Moi, j'ai un heureux naturel, ? que l'on me pardonne si je fais un abus de l'égotisme dans ce récit, car il est rare que la personnalité d'un auteur ne se mêle pas à ce qu'il raconte ? voir Hugo, Dumas, Lamartine et tant d'autres.
(Jules Verne, Claudius Bombarnac, Claudius_Bombarnac/4, J. Hetzel et Cie, Paris, 1892)
On peut reprocher de l'égotisme à la forme que j'ai adoptée. On permet à un voyageur de dire : « J'étais à New-York, de là je m'embarquai pour L'Amérique du sud, je remontai jusqu'à Santa-Fé-de-Bogota. Les cousins et les moustiques me désolèrent pendant la route, et je fus privé, pendant trois jours, de l'usage de l'oeil droit. » On n'accuse point ce voyageur d'aimer à parler de soi ; on lui pardonne tous ces je et tous ces moi, parce que c'est la manière la plus claire et la plus intéressante de raconter ce qu'il a vu.

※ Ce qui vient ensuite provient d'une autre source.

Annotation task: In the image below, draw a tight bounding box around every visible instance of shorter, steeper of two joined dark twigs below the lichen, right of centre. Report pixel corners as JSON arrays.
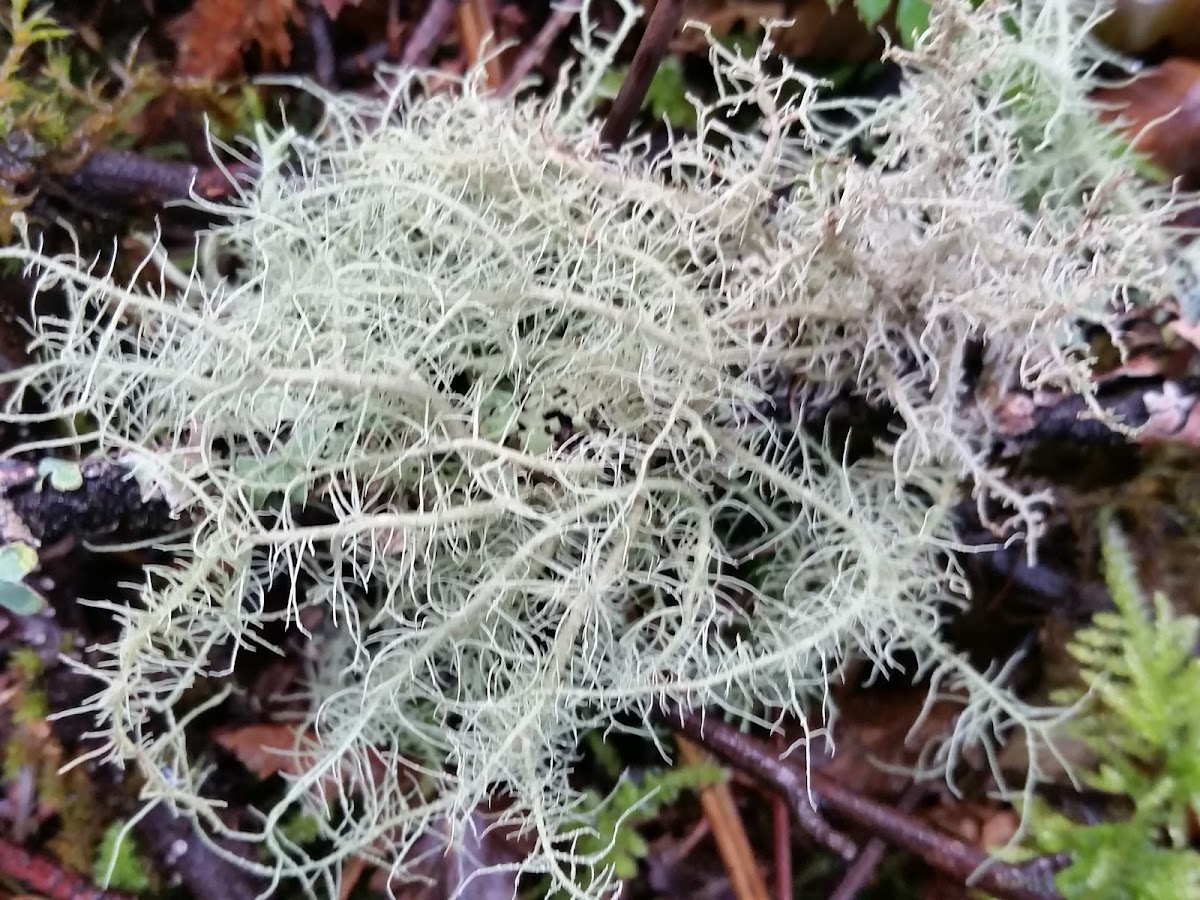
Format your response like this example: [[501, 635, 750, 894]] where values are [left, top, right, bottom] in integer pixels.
[[664, 704, 858, 859]]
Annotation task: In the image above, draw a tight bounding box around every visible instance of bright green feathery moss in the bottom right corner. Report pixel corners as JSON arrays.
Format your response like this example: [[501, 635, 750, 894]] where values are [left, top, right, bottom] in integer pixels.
[[1032, 515, 1200, 900]]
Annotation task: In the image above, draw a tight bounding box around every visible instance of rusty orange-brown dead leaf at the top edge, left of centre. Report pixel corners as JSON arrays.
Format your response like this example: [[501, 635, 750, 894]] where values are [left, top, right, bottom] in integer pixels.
[[170, 0, 299, 80]]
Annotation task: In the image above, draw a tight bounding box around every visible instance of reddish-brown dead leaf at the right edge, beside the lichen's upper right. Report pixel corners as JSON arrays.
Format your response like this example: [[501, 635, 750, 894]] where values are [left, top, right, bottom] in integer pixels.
[[1096, 59, 1200, 186]]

(Stendhal, De l'Amour, 1re préface de 1826,)
3. Exercice introspectif poussé, caractérisé par l'analyse détaillée qu'un auteur fait de sa propre existence, de ses traits physiques et moraux. Manifestation d'une propension à centrer le discours sur soi.
Moi, j'ai un heureux naturel, ? que l'on me pardonne si je fais un abus de l'égotisme dans ce récit, car il est rare que la personnalité d'un auteur ne se mêle pas à ce qu'il raconte ? voir Hugo, Dumas, Lamartine et tant d'autres.